Tuesday, June 17, 2014

Larrea tridentata trichomes

I haven't posted on the Larrea Tridentata (creosote) lately and would hate for you to think I'm waning in my enthusiasm. I took the photo below off the back porch. There was a small, accidental depression in the sand in which a small gang of creosote trichomes were congregating.


After the petals fall from the larrea flower, the seed develops, covered with a fine feathering of bright white hair, something like a pussy willow. In the rising or setting sun the seeds glow like small crystals.


Finches eat the seeds, and other animals eat the seeds, surely. But a good many fall to the ground and these roll on the stiff hairs across the desert floor catching in depressions such as this, that the wind might cover with sand, leading to germination.

Last weekend I watched big black ants try to carry larrea trichomes to their dens. It was very windy and they'd tumble backwards hanging onto their quarry for dear life, and turn around to try again.
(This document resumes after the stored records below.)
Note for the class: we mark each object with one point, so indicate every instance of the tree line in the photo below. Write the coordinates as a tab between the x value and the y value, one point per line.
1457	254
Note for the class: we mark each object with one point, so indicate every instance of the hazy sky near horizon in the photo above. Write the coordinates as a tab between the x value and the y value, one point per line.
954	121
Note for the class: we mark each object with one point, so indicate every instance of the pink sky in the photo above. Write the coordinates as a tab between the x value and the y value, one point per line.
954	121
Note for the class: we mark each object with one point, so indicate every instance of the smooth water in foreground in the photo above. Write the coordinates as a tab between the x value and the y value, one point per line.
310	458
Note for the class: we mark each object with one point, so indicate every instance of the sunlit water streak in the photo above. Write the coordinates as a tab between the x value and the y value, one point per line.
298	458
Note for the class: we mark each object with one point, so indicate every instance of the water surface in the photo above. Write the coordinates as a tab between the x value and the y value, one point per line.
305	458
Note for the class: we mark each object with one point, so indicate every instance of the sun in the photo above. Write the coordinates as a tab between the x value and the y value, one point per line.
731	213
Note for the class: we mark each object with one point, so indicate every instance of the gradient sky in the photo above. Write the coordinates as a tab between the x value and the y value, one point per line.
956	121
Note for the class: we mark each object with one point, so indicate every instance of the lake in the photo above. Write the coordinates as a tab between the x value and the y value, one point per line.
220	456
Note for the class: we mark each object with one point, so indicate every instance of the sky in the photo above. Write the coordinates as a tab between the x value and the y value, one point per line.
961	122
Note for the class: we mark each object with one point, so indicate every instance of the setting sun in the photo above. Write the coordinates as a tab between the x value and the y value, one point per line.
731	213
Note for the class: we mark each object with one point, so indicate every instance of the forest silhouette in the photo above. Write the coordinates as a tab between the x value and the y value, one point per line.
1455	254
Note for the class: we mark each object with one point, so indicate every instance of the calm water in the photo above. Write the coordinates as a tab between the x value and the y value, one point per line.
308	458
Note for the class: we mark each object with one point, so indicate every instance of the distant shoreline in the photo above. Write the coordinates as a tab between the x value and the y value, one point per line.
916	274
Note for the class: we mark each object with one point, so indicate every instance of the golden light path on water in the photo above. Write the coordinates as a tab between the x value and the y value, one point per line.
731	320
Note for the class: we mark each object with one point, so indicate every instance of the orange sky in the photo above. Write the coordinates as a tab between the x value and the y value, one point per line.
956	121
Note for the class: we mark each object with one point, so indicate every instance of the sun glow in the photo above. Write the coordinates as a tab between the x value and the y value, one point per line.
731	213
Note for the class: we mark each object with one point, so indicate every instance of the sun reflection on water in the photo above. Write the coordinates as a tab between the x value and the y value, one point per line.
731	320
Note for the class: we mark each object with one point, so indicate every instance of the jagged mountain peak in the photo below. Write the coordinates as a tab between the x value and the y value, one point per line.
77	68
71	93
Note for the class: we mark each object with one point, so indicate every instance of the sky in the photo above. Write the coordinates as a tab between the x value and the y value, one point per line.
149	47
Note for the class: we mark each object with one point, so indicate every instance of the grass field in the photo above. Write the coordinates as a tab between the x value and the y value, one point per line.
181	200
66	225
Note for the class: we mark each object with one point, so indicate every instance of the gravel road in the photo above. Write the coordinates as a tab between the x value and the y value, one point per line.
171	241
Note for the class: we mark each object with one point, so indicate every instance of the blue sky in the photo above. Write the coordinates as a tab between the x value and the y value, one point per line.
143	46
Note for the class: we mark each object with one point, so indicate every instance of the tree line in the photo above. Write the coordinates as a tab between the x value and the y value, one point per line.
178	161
I don't know what they use the trichomes for - food or something else but all the ants were carrying them. Again, the trichomes are buried in the sandy soil by the ants, where they can wait for water that will bring them to life.



The larrea has a complex relationship with the flora and auna of the desert, and with the desert itself. It is a village elder, sheltering, feeding, working with the other denizens for mutual survival.